Don't Get Stuck With The Wrong Lawyer: 6 Steps To Avoid the Most Common Divorce Mistake

09/30/2013 01:20 pm ET | Updated Nov 30, 2013

The earliest stages of a separation and divorce are usually the most stressful, and clear-headed decision-making often takes a back seat to an urgent desire to get it all over with quickly. As a result, many people end up with the wrong lawyer.

The selection of a divorce attorney is crucial not only to the ultimate outcome of your case, but also to how your case progresses from start to finish in terms of stress for you and your children, cost, and length of time.

It should come as no surprise that many people change attorneys during their divorce, even though making a change can be costly. Indeed, half of the cases I handle at any given time are cases that were first handled by another attorney.
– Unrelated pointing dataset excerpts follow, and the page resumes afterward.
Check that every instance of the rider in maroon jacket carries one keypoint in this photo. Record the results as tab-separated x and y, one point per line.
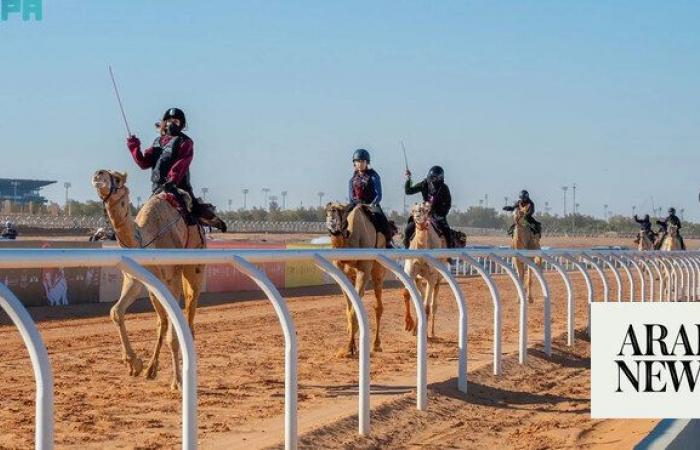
169	159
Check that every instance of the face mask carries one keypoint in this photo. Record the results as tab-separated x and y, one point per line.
172	129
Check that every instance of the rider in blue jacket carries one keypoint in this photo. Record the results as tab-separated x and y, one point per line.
365	188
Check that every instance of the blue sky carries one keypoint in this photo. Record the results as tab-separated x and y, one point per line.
504	95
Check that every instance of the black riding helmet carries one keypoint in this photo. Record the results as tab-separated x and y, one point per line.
176	113
360	155
436	174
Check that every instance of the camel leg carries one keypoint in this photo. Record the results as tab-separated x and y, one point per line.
433	305
378	285
176	383
162	316
350	349
528	284
130	290
175	286
409	323
192	282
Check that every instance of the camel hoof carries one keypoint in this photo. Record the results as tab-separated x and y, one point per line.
409	324
135	366
344	353
152	370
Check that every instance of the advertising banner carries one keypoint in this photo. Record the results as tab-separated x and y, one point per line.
225	278
54	286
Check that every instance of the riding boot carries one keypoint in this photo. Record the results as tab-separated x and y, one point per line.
206	213
408	232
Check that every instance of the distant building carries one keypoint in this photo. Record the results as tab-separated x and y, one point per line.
23	191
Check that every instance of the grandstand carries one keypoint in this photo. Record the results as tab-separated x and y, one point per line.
23	191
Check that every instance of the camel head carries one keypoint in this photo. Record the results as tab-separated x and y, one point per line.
335	217
673	230
421	214
107	182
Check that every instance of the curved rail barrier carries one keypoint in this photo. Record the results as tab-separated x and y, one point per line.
678	274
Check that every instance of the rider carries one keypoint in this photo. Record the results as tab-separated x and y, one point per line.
9	232
526	205
672	219
169	159
434	191
365	188
645	224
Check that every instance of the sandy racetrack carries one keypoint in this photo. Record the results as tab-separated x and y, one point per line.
240	355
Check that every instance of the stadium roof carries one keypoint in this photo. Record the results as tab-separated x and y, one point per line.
22	184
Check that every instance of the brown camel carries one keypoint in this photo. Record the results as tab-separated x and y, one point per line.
157	225
671	242
426	277
524	238
360	233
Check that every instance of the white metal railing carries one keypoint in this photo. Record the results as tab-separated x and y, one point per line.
678	276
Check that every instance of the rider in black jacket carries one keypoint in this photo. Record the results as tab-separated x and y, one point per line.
435	191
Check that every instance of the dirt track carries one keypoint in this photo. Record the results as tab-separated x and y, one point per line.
239	345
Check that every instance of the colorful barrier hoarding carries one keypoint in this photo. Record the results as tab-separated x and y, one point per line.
55	286
225	278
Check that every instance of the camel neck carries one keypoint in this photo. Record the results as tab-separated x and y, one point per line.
123	223
421	237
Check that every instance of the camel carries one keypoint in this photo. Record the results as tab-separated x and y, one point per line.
644	242
157	225
425	276
360	233
524	238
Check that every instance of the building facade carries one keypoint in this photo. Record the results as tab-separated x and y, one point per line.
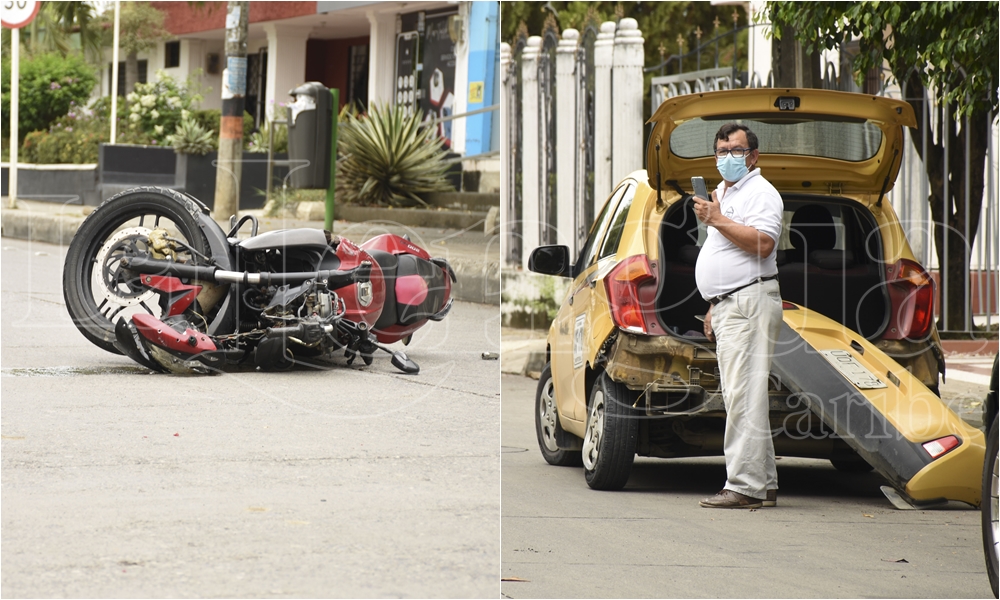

Here are six tips to help you avoid making the wrong choice when it comes to hiring an attorney to handle your divorce:

Identify the potential need for a divorce attorney early. If you know a divorce is or may be on the horizon, it is worth your time to meet with a divorce attorney so that you are familiar with one that you like before you are in a high-pressure situation to file or you are served with papers. Otherwise, your selection may be driven by who has the time to meet with you rather than who is the best fit. Also, if your spouse meets with any attorney in a particular law firm before you do, no lawyer from that firm may want to meet with you due to a potential conflict of interest.

Reach out to trusted sources. Googling "best divorce attorney" will only help you find the attorneys with the best websites, but not necessarily the best skills. There is no substitute for word of mouth when it comes to hiring an attorney. Financial advisors, therapists, attorneys practicing in other areas and CPAs usually know good divorce attorneys, as do people who have been divorced in the last couple of years. Ironically, some recent divorcees may refer you to their former spouse's attorney because they were more effective.

Hire a specialist. Attorneys that specialize in family law/divorce cases are best situated to assess your case properly because they know the judges and the other divorce attorneys and have the most relevant knowledge and experience to handle your case efficiently. They also are more up-to-date on changes and trends in the law.

Ask questions of the attorney. At your initial consultation, bring a list of questions. A good attorney will appreciate your thoroughness. Suggested questions to ask include:

  • How long have you practiced family law?
  • What is your approach to a new case?
  • What percentage of cases do you settle?
  • What is your approach to settling a case?
  • What retainer do you require up front? Although the retainer should be within your price range, keep in mind that cheaper is not always better.
  • Is any unused portion of the retainer refundable? I would not recommend hiring any attorney who will not refund the unused portion of your retainer.
  • Who in your firm will work on my case and how much will I pay for their time? Ask to be introduced to others who will work on your case.
  • How often will I receive an accounting of my retainer? The answer should be at least once a month.

Take inventory. After your meeting, ask yourself the following questions:

  • Did you feel comfortable opening up to this attorney?
  • Did you feel intimidated by them?
  • Were they a good listener, or did they spend the entire time singing their own praises?
  • Did you feel as though this attorney would take a practical approach to your case? A practical but more expensive attorney is better than a cheaper attorney with no clear game plan.
  • Did they tell you anything you did not want to hear? This is actually a good thing! Attorneys do you a disservice if they only tell you what you want to hear. In a divorce case, there is always going to be information that you do not want to hear. You need to hear it. Unrealistic expectations serve no purpose other than to generate attorney fees.

Trust your gut. If something does not seem right, it probably isn't.